John Y’s Musings from the Middle: Crashing or Coasting?

Crashing or coasting?

Depends on if you are on the outside looking in or the inside looking out.

Unfortunately, you see it a lot in business. It’s almost a predictable arc–rising, leveling and, like a star, eventually imploding.

It starts with breaking through initial barriers and onto the scene. Followed by rapid and dynamic growth for a sustained period until it becomes an institution of sorts. Then there is a plateauing. An uneasy period where management becomes more concerned about maintaining market share than growing it…because, frankly, it already has about all the market share it can ever get.

And then there is a disconnect. Slow at first and only noticeable to those looking for it. But then noticeable to a growing number of others. But not to management. Until the decline has begun. Sometimes management notices and faces the problem then and tries to reverse course. Other times a new management team is brought on because the current team is unable to see the problem clearly or navigate out of the crisis they inadvertently created. And if neither of these take place, there is the crash. Sometimes its soft; sometimes hard. Sometimes swift; sometimes slow. But the crash is inevitable.

In the final stage the company is no longer nimble. No longer responsive to customers. It takes them for granted. Instead of trying to see ahead and anticipate market demands and adjust early to them the company instead rests on its laurels and tries to prevent the natural changes from happening within the industry—ironically, the same changes this once great company used to break into a leadership position by being more responsive than their former complacent competitors. The former agent of change has become the agent for the status quo.

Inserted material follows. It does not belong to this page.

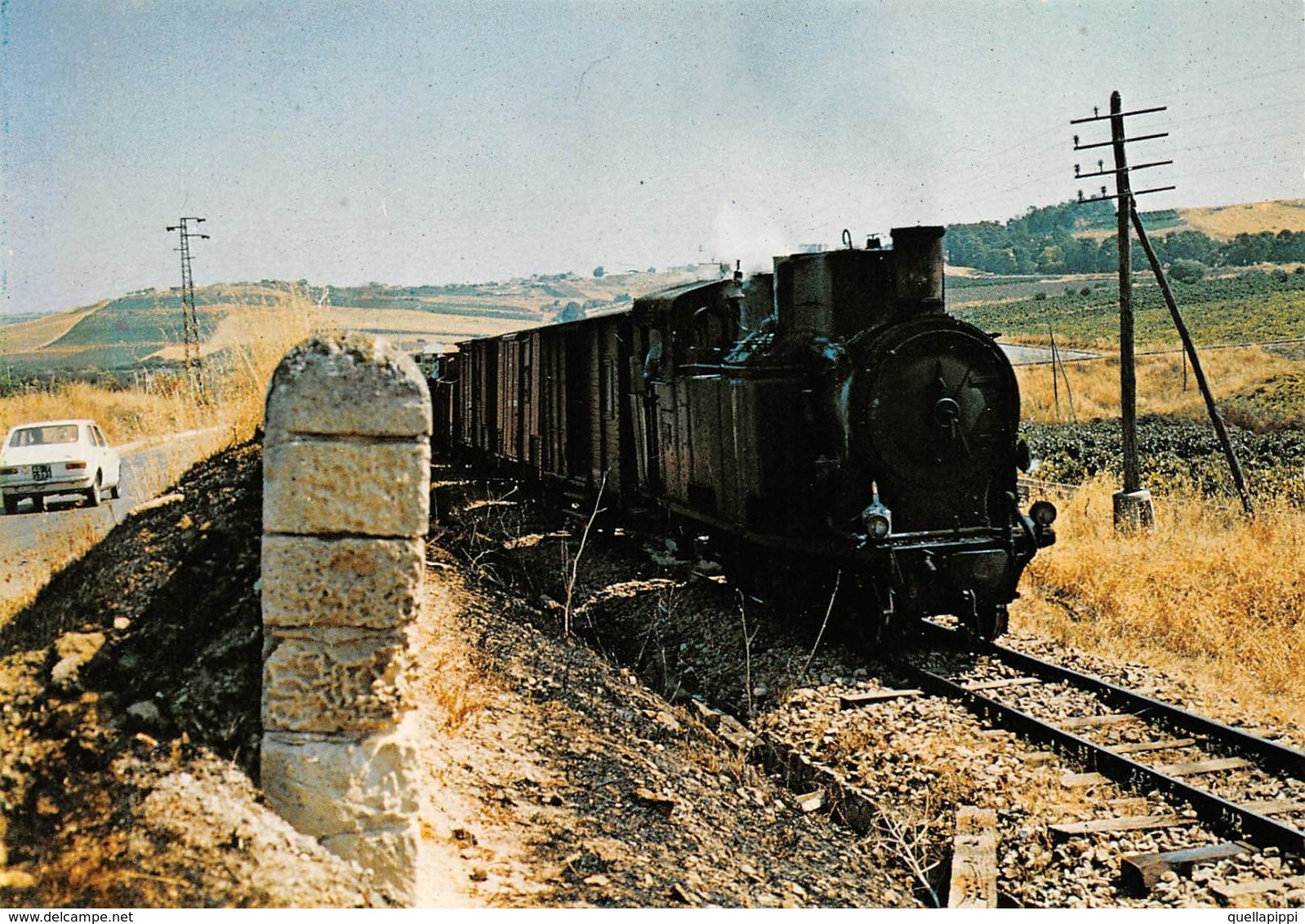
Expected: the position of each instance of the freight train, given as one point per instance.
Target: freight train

They resist change during this phase not because change will hurt better delivery of their products or services to customers but because change has become an inconvenience for management. The company is no longer “client centered” but “self centered.” And they have long forgotten the day when they counted on their once larger competitors to believe that self-importance was a successful long-term growth strategy in business. It never is.

They will eventually remember this truth. That is inevitable too. But sadly that is almost always “after” the inevitable crash–not before.